Temos amontoado coisas e seguranças por não nos termos um ao
outro.
Não temos nenhuma alegria que não tenha sido catalogada.
Temos construído catedrais, e ficado do lado de fora, pois
tememos que as catedrais que nós mesmos construímos, sejam armadilhas.
Não nos temos entregue a nós mesmos, pois isso seria o
começo de uma vida larga e nós a tememos.
Temos evitado cair de joelhos diante do primeiro de nós que
por amor diga: TENS MEDO!
Temos organizado associações e clubes sorridentes onde se
serve com ou sem soda.
Temos procurado nos salvar, mas sem usar a palavra salvação
para não nos envergonharmos de ser inocentes.

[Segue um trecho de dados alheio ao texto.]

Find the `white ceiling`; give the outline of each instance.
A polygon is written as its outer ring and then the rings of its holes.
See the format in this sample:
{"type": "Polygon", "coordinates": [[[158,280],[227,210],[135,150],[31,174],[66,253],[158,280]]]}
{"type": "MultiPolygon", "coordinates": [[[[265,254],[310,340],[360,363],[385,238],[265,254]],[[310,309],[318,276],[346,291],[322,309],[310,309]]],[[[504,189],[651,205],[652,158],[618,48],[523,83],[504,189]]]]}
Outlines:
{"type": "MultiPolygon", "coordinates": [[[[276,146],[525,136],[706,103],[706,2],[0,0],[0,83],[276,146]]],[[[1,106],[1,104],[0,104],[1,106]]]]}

Não temos usado a palavra amor para não termos de reconhecer
a sua contextura de ódio, de ciúme e de tantos outros contraditórios.
Temos mantido em segredo a nossa morte para tornar a nossa
vida possível.
Muitos de nós fazem arte por não saber como é a outra coisa.
Temos disfarçado com falso amor a nossa indiferença, sabendo
que nossa indiferença é angústia disfarçada.
Temos disfarçado com o pequeno medo o grande medo maior e
por isso nunca falamos no que realmente importa. Falar no que realmente importa é considerado uma gafe.
Não temos adorado por
termos a sensata mesquinhez de nos lembrarmos a tempo dos falsos deuses.
Temos sorrido em público mais do que não sorriríamos quando
ficássemos sozinhos.
Temos chamado de fraqueza a nossa candura.
Temo-nos temido um ao outro, acima de tudo.
E a tudo isso consideramos a vitória nossa de cada dia.
Enviado por: "Gotas de Crystal"
Clarice Lispector (1920-1977) nasceu em Tchetchelnik, na
Ucrânia, no dia 10 de dezembro de 1920. Filha de família de origem judaica, seu
pai Pinkouss e sua mãe Mania Lispector emigraram para o Brasil em março de
1922, para a cidade de Maceió, Alagoas, onde morava Zaina, irmã de sua mãe.
Nascida Haia Pinkhasovna Lispector, por iniciativa do seu pai todos mudam de
nome e Haia passa a se chamar Clarice.